Reputation: 2166
In an event sourced system, historic data in the form of events is never thrown away. Doing so could result in a corrupted state. Now imagine there is a court ruling, stating some data needs to be deleted (for example, search engines had to delete privacy specific data). How would you achieve this?
Upvotes: 2
Views: 211
Reputation: 57279
That's a really good question.
So far, I've learned of two possibilities.
Easy part first: if you are using event sourcing, then all of your views of your data should be derivable from the events in your event store. Therefore, all of the data that you have stored for reading (caches, screens, projections, reports) can be blown away and regenerated after you scrub the tainted data from the event store.
So you only need to figure out that part.
First, if the tainted data never gets into the store, you don't have to worry about scrubbing it out. For instance, sensitive information can be isolated in a key value store; references to that data in the event store are always by surrogate key.
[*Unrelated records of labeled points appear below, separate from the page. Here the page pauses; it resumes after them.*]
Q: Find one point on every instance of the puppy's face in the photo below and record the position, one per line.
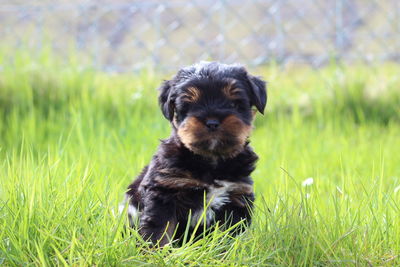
(210, 107)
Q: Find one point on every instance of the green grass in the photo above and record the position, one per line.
(71, 140)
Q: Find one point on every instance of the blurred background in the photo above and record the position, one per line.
(120, 36)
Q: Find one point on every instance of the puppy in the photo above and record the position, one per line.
(200, 175)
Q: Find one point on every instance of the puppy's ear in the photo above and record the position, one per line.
(165, 100)
(258, 92)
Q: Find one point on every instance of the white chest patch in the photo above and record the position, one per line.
(216, 197)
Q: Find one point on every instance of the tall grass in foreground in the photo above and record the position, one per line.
(71, 140)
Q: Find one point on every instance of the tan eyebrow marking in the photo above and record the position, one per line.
(230, 90)
(192, 94)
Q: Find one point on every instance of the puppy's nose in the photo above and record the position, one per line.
(212, 124)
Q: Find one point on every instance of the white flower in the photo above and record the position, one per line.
(339, 190)
(307, 182)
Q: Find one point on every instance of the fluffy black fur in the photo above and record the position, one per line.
(206, 158)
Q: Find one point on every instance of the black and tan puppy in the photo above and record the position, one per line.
(207, 160)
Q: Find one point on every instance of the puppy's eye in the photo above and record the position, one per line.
(234, 105)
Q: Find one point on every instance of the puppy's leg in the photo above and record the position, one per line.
(158, 219)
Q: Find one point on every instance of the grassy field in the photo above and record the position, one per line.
(71, 140)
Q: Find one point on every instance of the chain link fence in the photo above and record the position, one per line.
(130, 35)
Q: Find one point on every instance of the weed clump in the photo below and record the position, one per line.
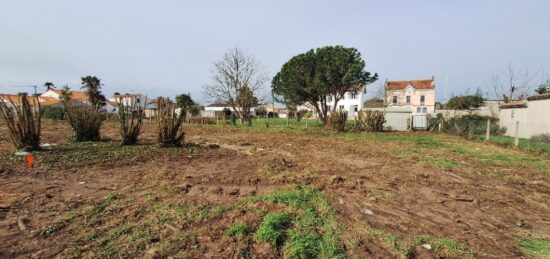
(85, 120)
(170, 124)
(336, 120)
(23, 120)
(273, 227)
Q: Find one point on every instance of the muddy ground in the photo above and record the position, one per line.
(382, 185)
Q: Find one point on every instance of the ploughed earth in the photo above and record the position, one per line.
(269, 193)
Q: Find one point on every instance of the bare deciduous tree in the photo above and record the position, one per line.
(234, 73)
(513, 83)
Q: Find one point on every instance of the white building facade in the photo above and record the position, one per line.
(419, 95)
(352, 102)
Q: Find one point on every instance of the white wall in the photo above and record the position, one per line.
(533, 120)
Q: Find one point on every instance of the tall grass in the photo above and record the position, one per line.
(23, 120)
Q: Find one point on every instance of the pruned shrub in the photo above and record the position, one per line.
(372, 121)
(131, 122)
(170, 124)
(336, 120)
(23, 120)
(85, 120)
(53, 113)
(541, 138)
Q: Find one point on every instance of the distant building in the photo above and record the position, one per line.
(419, 95)
(530, 115)
(352, 101)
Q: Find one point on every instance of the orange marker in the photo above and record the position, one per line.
(30, 159)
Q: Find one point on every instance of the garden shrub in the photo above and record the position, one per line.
(336, 120)
(54, 113)
(372, 121)
(23, 120)
(85, 120)
(541, 138)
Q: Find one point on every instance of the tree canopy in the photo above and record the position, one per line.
(313, 76)
(466, 102)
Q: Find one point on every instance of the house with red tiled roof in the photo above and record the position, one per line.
(75, 95)
(419, 95)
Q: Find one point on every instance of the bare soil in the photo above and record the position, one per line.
(484, 196)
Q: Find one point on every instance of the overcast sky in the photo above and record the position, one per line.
(168, 47)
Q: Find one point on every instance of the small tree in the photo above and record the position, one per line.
(466, 102)
(237, 77)
(92, 85)
(85, 120)
(543, 88)
(170, 124)
(246, 100)
(23, 120)
(131, 122)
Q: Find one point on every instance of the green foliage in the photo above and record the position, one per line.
(466, 102)
(536, 247)
(544, 88)
(237, 230)
(170, 124)
(85, 121)
(302, 245)
(54, 113)
(372, 121)
(317, 74)
(92, 85)
(337, 120)
(374, 103)
(273, 228)
(541, 138)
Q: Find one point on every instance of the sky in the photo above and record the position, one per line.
(164, 48)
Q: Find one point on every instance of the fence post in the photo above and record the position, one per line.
(488, 133)
(516, 140)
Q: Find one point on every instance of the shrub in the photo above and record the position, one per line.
(336, 120)
(85, 121)
(372, 121)
(23, 121)
(541, 138)
(170, 124)
(54, 113)
(131, 121)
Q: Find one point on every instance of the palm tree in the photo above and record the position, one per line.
(92, 85)
(49, 86)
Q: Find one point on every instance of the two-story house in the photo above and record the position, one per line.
(419, 95)
(352, 102)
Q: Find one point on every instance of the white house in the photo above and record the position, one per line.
(419, 95)
(130, 99)
(531, 116)
(352, 102)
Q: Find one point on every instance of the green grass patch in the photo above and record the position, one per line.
(237, 230)
(535, 247)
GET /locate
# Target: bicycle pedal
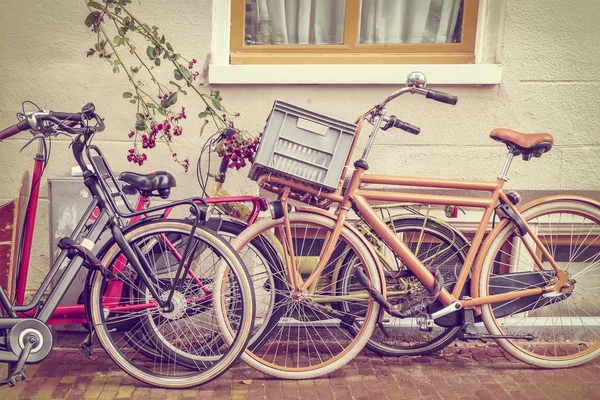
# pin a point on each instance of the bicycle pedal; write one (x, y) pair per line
(425, 323)
(16, 378)
(383, 329)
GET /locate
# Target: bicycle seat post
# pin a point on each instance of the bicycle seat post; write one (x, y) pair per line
(507, 163)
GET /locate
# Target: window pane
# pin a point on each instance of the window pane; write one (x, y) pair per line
(295, 22)
(410, 21)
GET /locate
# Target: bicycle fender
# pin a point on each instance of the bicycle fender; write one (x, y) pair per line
(557, 198)
(477, 265)
(368, 245)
When you need to scrub, the data in the key value store is nuked, you have a bunch of events that point to something no longer readable, and you just need to ensure that your read models can continue to function if the referenced data is not available.
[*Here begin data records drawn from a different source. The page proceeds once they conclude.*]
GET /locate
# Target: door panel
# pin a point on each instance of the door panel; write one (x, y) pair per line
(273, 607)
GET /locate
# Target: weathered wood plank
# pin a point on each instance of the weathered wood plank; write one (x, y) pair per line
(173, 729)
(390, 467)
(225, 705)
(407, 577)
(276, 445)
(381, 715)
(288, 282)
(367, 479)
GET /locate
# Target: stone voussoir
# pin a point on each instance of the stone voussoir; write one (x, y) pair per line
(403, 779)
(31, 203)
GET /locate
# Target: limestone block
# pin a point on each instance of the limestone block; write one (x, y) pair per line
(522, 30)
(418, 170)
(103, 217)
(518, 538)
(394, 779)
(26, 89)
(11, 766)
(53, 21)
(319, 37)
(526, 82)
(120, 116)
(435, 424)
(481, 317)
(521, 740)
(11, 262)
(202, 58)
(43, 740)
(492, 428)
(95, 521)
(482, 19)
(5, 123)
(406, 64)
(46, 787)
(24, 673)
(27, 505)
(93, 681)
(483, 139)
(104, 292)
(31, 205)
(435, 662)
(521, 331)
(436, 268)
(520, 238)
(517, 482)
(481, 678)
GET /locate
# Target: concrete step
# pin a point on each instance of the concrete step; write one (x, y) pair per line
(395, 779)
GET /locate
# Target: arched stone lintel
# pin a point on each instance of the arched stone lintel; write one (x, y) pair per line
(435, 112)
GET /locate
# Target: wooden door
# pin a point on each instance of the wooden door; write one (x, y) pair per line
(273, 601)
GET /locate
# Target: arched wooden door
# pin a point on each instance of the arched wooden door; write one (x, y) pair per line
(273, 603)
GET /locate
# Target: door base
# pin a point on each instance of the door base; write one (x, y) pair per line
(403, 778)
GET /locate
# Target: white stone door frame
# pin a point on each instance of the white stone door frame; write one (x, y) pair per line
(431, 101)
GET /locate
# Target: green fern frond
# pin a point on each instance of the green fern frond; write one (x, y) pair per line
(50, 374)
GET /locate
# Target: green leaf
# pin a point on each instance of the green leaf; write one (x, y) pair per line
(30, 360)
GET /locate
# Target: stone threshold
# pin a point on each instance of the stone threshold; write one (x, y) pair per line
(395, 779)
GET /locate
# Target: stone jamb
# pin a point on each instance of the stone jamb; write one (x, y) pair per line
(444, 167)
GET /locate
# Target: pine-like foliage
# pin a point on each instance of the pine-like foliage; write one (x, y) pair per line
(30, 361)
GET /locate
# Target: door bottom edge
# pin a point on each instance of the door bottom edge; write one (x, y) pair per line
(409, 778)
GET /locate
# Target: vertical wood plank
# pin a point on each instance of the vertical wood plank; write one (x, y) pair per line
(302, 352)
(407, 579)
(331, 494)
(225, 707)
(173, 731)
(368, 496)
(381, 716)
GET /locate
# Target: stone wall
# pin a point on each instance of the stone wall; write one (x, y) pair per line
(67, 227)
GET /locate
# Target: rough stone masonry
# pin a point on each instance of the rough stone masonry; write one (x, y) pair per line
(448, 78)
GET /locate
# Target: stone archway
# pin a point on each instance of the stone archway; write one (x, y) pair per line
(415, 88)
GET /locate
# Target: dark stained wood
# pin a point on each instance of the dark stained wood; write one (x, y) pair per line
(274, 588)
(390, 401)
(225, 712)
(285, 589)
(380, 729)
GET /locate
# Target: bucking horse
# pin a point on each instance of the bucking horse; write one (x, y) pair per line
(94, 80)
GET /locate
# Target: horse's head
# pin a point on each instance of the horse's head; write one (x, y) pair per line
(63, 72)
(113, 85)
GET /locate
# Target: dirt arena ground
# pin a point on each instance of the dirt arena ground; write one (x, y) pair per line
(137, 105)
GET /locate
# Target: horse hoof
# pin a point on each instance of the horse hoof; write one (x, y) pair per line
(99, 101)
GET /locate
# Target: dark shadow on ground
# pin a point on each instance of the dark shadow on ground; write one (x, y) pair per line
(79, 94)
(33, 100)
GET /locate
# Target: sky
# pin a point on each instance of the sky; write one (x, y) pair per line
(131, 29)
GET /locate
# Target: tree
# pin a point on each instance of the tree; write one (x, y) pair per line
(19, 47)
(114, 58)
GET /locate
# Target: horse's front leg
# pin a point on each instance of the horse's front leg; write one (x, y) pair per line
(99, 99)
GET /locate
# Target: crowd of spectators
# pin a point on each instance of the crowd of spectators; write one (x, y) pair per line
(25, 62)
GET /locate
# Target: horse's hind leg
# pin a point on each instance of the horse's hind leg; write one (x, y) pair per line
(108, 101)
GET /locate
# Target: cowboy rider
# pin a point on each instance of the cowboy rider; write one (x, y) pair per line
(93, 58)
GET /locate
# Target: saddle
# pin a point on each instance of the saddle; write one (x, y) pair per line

If the data does need to get into the event store -- because it's needed to maintain the integrity of the domain model -- then the idea of "aggregates" may be able to help.
Aggregates is an idea taken from ddd, the basic idea is that your domain can be decomposed into elements that don't need to share data directly. On aggregate never references data within another directly; instead you use indirect references by ID; the ID itself being another surrogate key.
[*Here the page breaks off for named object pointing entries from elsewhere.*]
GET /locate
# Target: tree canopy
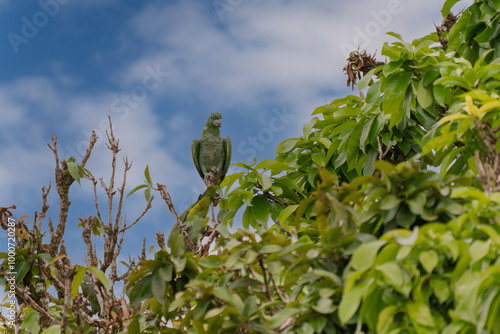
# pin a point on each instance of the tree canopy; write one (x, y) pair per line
(382, 217)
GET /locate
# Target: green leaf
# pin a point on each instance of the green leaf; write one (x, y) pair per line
(30, 320)
(396, 85)
(287, 145)
(147, 194)
(319, 158)
(283, 216)
(45, 257)
(429, 260)
(363, 83)
(134, 327)
(265, 181)
(441, 289)
(158, 287)
(424, 95)
(137, 188)
(395, 35)
(392, 273)
(389, 202)
(21, 269)
(421, 313)
(307, 128)
(365, 255)
(386, 318)
(54, 329)
(278, 318)
(100, 276)
(447, 6)
(261, 208)
(248, 218)
(479, 249)
(350, 302)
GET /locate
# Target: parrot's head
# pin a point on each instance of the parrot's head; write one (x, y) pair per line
(211, 191)
(215, 119)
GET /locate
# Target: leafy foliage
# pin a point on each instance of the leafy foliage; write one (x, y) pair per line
(382, 217)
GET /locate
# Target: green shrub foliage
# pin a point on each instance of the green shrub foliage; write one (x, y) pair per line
(382, 217)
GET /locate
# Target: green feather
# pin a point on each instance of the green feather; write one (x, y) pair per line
(211, 150)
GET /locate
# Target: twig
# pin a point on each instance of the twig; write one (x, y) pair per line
(182, 229)
(148, 206)
(67, 295)
(266, 283)
(283, 229)
(284, 298)
(27, 298)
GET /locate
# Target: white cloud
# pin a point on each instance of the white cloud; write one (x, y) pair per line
(267, 51)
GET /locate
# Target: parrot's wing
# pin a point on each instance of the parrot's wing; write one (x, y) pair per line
(226, 143)
(195, 151)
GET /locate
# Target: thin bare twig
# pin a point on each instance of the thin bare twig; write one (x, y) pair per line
(266, 283)
(182, 229)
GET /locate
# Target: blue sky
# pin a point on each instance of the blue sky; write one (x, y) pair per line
(159, 68)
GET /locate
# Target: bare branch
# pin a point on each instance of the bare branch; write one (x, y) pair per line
(93, 140)
(182, 229)
(266, 283)
(148, 206)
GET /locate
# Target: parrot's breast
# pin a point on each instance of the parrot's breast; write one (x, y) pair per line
(211, 154)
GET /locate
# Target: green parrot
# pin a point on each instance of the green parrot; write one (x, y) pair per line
(194, 219)
(211, 153)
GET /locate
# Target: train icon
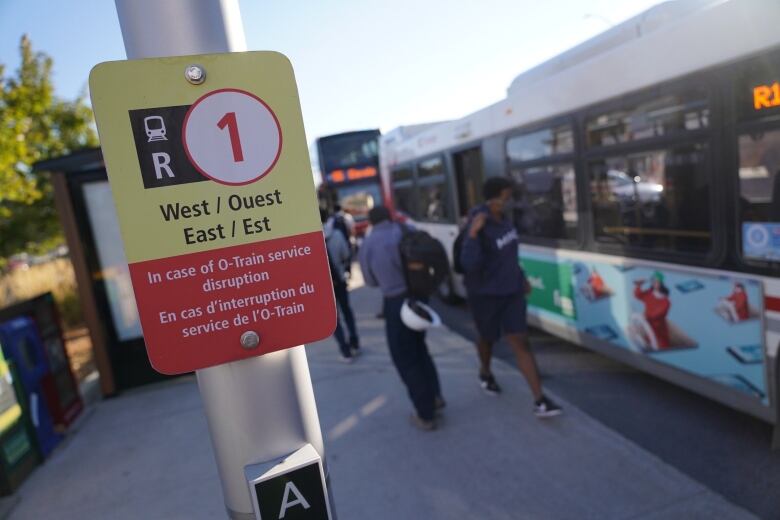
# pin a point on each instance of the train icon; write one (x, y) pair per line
(155, 128)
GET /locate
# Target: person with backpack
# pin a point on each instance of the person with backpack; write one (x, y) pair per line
(383, 266)
(497, 289)
(339, 257)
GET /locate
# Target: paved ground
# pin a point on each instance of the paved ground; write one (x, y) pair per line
(147, 454)
(725, 450)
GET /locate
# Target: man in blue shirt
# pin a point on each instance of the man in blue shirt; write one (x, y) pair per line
(380, 261)
(497, 287)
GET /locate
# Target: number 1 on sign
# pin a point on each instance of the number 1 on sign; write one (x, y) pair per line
(229, 120)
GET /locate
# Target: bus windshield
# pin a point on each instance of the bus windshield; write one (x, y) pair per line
(345, 151)
(357, 200)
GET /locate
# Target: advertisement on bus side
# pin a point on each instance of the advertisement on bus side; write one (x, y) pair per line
(706, 325)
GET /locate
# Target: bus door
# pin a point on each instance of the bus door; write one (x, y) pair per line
(468, 179)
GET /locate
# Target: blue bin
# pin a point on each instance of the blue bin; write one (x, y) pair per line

Since these aggregates are isolated from each other, they can have their own event history. In which case you can scrub the tainted data by simply eliminating any aggregates that have been contaminated. You just delete the event streams.
A response like this doesn't put you in a corrupted state, just an inconsistent one. Everything still runs, there's just a bunch of data missing.
There's also the weapon of a "compensating event" available in the toolkit; you might be able to introduce a new stream of events that brings the system back to a consistent state. For example, if scrubbing a bunch of transactions takes the books out of balance, you may be able to publish an event that creates a charge against iCouldTellYouButThen....
Upvotes: 2